YOLOv8-BPSNB: an improved YOLOv8-based algorithm for blueberry fruit ripeness detection
摘要
The increasing demand for blueberries necessitates efficient and reliable methods for ripeness detection to support automated harvesting and intelligent inspection. Traditional approaches based on manual visual assessment are inefficient and prone to subjective bias, limiting their applicability in standardized production. To address these challenges, this study proposes YOLOv8-BPDown-SynergyNet-BranchFuser (YOLOv8-BPSNB), an improved detection model based on the You Only Look Once (YOLO) framework.

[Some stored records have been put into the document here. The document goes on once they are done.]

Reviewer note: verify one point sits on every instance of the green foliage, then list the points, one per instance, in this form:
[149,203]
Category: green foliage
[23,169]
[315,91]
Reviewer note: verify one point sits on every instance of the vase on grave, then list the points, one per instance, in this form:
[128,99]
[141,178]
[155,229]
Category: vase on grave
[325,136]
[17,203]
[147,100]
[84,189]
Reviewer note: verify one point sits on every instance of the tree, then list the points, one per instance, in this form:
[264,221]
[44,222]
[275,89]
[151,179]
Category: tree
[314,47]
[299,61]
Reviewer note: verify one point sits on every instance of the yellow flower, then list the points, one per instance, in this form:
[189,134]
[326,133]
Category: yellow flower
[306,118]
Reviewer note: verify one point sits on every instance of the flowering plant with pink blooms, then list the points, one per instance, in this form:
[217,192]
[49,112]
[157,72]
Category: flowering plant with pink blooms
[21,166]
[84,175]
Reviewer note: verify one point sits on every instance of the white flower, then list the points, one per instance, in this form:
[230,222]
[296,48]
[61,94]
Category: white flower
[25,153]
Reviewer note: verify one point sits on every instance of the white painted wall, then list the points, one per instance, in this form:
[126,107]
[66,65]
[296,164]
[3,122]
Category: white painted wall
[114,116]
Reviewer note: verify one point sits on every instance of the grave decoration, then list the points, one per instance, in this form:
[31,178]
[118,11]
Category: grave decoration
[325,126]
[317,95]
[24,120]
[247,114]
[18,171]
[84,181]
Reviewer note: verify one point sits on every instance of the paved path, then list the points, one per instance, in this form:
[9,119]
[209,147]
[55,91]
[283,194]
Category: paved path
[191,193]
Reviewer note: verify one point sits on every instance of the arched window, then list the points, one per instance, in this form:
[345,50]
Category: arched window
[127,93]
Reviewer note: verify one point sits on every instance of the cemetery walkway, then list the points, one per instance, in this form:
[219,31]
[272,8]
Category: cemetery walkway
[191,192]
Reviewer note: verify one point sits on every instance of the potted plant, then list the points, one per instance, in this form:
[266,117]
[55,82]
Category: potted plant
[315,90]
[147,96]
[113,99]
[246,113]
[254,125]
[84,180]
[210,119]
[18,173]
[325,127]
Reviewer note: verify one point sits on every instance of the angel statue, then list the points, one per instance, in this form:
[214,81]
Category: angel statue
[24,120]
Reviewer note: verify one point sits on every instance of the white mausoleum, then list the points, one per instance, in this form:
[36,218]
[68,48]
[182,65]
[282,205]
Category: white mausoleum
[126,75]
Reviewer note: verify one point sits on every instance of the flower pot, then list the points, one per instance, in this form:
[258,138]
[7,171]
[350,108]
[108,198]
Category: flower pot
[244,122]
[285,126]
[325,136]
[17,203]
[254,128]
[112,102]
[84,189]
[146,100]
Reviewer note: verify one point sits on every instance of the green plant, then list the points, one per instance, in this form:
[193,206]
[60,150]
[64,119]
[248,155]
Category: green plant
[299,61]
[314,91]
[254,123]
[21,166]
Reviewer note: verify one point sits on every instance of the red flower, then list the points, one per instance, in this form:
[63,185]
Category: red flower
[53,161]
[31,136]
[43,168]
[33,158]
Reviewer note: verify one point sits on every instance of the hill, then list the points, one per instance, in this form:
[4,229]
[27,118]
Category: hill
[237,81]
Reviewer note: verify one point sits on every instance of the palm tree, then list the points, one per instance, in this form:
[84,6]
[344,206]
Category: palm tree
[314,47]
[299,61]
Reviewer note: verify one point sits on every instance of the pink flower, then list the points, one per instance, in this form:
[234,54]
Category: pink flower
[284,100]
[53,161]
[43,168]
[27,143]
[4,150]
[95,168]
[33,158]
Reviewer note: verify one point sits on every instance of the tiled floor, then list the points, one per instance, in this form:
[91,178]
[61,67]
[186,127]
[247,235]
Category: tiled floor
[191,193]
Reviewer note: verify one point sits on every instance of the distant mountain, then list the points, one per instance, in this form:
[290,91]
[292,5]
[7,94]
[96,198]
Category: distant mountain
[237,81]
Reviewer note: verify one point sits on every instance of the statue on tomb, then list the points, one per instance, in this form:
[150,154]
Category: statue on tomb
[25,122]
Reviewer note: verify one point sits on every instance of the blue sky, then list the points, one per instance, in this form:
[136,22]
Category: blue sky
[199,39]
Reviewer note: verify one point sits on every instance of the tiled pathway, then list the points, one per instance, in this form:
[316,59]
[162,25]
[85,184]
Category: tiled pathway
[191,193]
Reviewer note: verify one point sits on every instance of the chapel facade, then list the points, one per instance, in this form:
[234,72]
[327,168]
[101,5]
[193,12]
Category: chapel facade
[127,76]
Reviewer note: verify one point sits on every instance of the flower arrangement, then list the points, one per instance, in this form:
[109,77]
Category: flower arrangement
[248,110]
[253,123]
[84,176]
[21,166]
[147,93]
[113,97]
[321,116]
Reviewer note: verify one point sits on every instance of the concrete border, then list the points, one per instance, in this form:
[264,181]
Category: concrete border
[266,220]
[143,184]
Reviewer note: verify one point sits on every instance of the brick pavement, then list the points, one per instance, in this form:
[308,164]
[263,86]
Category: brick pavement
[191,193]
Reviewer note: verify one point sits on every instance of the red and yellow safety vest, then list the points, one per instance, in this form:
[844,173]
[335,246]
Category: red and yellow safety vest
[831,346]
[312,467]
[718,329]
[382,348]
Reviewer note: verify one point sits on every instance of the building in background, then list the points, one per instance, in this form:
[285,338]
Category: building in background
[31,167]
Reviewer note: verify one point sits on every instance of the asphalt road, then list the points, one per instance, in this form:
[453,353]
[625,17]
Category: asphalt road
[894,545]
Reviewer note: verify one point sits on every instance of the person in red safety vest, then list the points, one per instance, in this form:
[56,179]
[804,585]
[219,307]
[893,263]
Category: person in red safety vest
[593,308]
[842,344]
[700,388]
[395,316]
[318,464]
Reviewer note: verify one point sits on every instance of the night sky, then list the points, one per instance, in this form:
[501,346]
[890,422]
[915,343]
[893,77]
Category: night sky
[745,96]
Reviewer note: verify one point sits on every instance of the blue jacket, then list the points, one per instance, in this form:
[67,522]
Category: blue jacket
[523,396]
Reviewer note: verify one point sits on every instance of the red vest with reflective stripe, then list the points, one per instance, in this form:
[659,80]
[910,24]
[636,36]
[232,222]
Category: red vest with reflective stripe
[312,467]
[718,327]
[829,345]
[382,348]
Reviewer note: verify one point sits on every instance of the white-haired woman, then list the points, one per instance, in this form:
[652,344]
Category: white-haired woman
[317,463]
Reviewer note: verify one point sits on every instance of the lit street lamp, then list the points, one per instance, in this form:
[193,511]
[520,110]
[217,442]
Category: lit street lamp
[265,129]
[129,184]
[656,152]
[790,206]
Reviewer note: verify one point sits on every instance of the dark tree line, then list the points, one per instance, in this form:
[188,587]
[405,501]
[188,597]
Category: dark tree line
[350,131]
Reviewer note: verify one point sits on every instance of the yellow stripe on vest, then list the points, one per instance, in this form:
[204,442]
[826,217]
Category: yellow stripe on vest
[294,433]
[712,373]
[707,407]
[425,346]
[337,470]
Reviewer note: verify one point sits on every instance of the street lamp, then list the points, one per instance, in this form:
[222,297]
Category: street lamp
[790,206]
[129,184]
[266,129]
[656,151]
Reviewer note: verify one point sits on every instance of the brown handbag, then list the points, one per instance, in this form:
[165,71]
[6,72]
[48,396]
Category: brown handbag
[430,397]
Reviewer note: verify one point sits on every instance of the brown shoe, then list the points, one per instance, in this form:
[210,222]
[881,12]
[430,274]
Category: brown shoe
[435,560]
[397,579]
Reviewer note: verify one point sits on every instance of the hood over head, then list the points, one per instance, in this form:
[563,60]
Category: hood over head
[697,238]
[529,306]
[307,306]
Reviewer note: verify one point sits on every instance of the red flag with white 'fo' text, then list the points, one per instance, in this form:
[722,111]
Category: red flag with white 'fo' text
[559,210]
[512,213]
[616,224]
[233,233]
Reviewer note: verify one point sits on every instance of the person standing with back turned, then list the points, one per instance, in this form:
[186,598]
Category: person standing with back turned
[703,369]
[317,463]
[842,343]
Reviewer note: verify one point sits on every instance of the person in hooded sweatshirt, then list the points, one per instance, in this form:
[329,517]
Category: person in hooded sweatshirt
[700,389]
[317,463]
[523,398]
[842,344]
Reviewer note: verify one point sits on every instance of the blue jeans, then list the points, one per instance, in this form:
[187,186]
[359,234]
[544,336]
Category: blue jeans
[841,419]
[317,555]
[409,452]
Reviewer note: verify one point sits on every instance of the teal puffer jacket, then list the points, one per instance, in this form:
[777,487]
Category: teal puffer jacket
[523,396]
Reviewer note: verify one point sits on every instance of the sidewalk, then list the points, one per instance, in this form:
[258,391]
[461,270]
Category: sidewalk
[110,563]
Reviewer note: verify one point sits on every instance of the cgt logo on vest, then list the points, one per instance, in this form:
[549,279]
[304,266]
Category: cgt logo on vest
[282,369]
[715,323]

The model integrates a Lightweight Feature Distillation (LFD) module to enhance multi-scale feature representation, incorporates a SynergyNet module for feature alignment and fusion, and employs a BranchFuser module to improve high-level feature reconstruction for ripeness discrimination. Experiments conducted on a dataset of 2,400 images demonstrate that YOLOv8-BPSNB improves precision and recall by 3.2% and 4.5%, respectively. The proposed model consistently outperforms existing methods in terms of precision, recall, mAP50, and mAP50–95, achieving an mAP50–95 of 91.9%, which is 9.9% higher than the original YOLOv8. These results indicate that YOLOv8-BPSNB effectively captures discriminative features under complex conditions, making it well-suited for accurate blueberry ripeness detection. Future work will focus on improving inference efficiency and model lightweighting to further support practical deployment.